I have to confess, that first listen, as much as I was ready to be impressed on instruction, it took me a WHILE to get Hitchhiker's at all. I mean, I definitely sat there laughing. But let's just say it: thank GOODNESS I had hip friends to guide me around (yeah, I see what I did there - apologies), because girl is a total waste of cool stuff to know about without other people's direction.

Marvin is the sum total of my memory of that day - and of, as I must assume there were, the subsequent days of listening to the shows. I know a lot of people attach to one character or another (duh), and so many to Marvin of course, but Marvin's voice, even now, defines the experience of the Guide.

I have owned the eighties TV shows since 1993, but only in the past year was I able to actually SEE it, to experience it with anything like objectivity. I cling to my beloved entertainments, to the forgiveness and inclusiveness of my wild SUBjectivity. I've talked before about how I'm the ideal consumer of movies etc., with my incredible ability for accepting entertainment on its terms, if I'm up for it at all. Having been able to "see" the BBC TV version at last, I can attest, it really is cr*p. The sound design, in particular, appears to have been designed by sadists of the first order. Oh, but it's HITCHHIKER'S crap! It's MY crap! It's crap Adams doesn't seem to have complained about extensively; and, if he can accept it as part of his "universe", why on Earth would I ruin his fun *or mine* and go all snotty about it?? I love Mark Wing-Davey, I love David Dixon, and Peter Jones (dude, Peter Jones! Woo!), I've never even managed to hate the TV version of Trillian - and that's significant, if not downright mad of me.
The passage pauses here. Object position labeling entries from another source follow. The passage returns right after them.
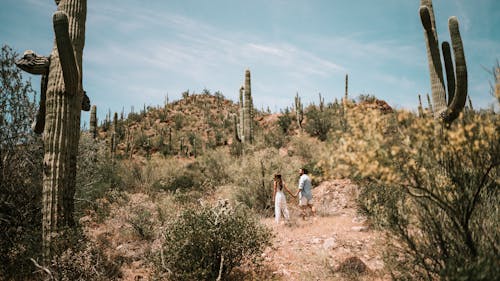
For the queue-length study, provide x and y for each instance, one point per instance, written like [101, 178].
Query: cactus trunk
[456, 76]
[62, 121]
[248, 130]
[93, 122]
[497, 84]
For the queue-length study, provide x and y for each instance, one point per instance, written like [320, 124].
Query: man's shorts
[303, 201]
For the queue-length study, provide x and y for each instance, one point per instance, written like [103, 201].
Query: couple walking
[304, 193]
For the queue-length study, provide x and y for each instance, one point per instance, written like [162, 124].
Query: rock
[359, 228]
[329, 244]
[316, 241]
[353, 265]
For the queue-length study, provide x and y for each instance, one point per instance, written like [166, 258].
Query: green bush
[435, 189]
[21, 172]
[87, 262]
[205, 243]
[285, 120]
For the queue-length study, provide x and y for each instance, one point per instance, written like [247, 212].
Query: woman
[280, 199]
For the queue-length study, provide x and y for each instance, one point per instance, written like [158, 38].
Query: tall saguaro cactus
[93, 122]
[245, 128]
[456, 78]
[497, 84]
[63, 103]
[248, 106]
[299, 111]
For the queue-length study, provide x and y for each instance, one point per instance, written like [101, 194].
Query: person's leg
[277, 209]
[313, 210]
[284, 210]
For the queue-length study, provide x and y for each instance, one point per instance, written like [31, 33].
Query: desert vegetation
[181, 190]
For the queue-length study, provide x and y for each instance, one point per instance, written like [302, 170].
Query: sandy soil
[317, 248]
[311, 249]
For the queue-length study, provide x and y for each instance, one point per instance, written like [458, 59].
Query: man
[305, 193]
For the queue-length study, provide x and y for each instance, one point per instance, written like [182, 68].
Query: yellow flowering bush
[434, 188]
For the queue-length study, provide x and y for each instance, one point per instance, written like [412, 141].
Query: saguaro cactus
[420, 107]
[64, 95]
[299, 111]
[456, 78]
[245, 128]
[93, 121]
[248, 106]
[497, 85]
[346, 95]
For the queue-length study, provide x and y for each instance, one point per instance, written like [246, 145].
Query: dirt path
[317, 248]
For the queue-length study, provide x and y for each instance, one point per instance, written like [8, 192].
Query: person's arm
[301, 185]
[288, 190]
[274, 190]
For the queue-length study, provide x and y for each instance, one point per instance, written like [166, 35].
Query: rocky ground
[337, 244]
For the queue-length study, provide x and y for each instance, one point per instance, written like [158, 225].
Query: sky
[137, 52]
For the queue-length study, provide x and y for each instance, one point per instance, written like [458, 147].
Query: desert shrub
[179, 121]
[253, 178]
[86, 262]
[209, 242]
[436, 189]
[213, 166]
[141, 221]
[275, 138]
[134, 117]
[97, 174]
[21, 167]
[285, 120]
[318, 122]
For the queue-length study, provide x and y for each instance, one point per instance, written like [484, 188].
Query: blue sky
[137, 52]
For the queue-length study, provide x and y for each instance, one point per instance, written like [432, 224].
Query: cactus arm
[85, 102]
[460, 95]
[33, 63]
[66, 54]
[38, 65]
[450, 71]
[434, 57]
[497, 84]
[39, 123]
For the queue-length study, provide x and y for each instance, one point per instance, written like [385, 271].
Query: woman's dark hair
[277, 178]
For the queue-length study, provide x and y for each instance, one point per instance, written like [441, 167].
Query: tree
[20, 171]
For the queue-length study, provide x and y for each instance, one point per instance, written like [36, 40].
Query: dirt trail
[316, 248]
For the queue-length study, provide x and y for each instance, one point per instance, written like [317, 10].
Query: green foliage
[141, 221]
[318, 122]
[435, 189]
[179, 121]
[21, 157]
[285, 120]
[210, 241]
[253, 176]
[86, 262]
[367, 98]
[96, 173]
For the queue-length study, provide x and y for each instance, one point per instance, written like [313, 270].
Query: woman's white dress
[280, 206]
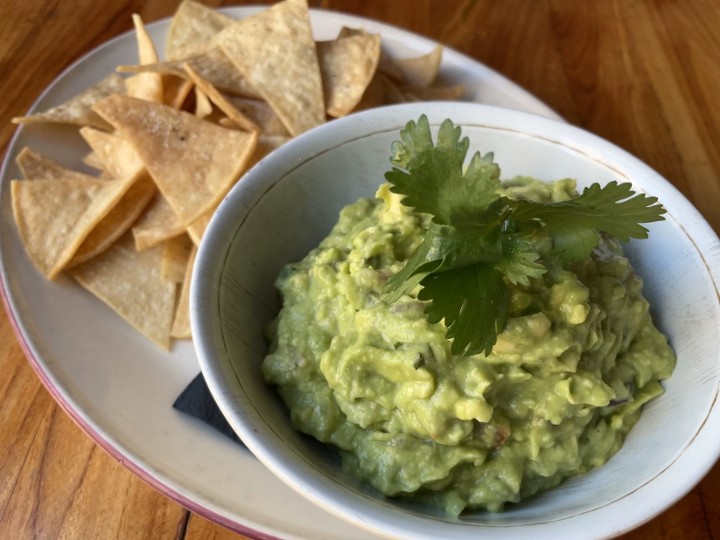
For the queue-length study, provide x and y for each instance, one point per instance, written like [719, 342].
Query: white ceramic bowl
[289, 202]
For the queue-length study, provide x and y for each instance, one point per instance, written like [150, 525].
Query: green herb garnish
[478, 242]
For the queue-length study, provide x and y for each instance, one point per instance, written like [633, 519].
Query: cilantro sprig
[478, 242]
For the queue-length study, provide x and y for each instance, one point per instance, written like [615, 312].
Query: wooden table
[643, 74]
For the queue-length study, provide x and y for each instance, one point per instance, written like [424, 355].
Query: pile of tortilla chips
[169, 141]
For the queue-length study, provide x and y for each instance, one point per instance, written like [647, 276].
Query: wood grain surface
[644, 74]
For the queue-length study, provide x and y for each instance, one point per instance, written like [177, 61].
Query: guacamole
[565, 382]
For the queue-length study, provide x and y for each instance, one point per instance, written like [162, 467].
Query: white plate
[117, 385]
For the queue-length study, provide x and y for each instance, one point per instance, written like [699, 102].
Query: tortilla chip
[92, 160]
[421, 70]
[147, 86]
[114, 154]
[176, 253]
[196, 229]
[117, 221]
[131, 283]
[176, 91]
[275, 52]
[158, 223]
[191, 29]
[194, 163]
[219, 100]
[261, 114]
[78, 110]
[36, 166]
[181, 325]
[347, 66]
[212, 66]
[386, 64]
[53, 217]
[203, 106]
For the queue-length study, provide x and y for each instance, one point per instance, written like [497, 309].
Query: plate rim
[162, 482]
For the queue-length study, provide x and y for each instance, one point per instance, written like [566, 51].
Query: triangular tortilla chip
[196, 230]
[191, 28]
[181, 325]
[176, 90]
[194, 163]
[176, 253]
[275, 52]
[158, 223]
[92, 160]
[118, 220]
[347, 65]
[219, 100]
[36, 166]
[53, 217]
[78, 110]
[115, 154]
[131, 283]
[147, 86]
[261, 115]
[203, 106]
[212, 66]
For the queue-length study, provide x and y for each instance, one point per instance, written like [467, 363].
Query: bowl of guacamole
[461, 330]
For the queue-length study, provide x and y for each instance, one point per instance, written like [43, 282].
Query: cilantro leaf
[574, 225]
[432, 177]
[479, 242]
[473, 301]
I loved the movie, too. Cried at the dolphins. Cried at the end, too. Held my best friend TEO's hand and squee'd quietly through the whole first time we ever saw it. And, inevitably, we gave it to one another for Hannumas, of course. Still do - those opening credits do it to me faster even than "Babe" does, at least as surely as - insanely, with my *hatred* of musicals generally - "The Prince of Egypt" does when they sing "Deliverance".

H2G2 is deeeeeeeeeeep in me, is what I'm saying. An ex I hadn't seen in thirteen years reappeared some time back, and surprised me by making lots of Guide references at me, in memory. I'd made him a convert, and his fervency was strong. I still have my first copies of the books, including the copy of the "more than complete guide" my mom gave me, a gorgeous leatherbound edition with gold leaf ... and, inexplicably, clearly non-acid-free paper which has aged attractively over the years.

My dad and I used to share the physicist jokes, and 42-jokes. When I TURNED 42 this year, it wasn't only my brother who referenced the number. I just re-read my Dirk Gently, too, not too long back (excellent fun, goshdarnit).



Wow, and my headache is better. That is the power of the Adams, y'all.

I think I should go, then, and walk my old good dog.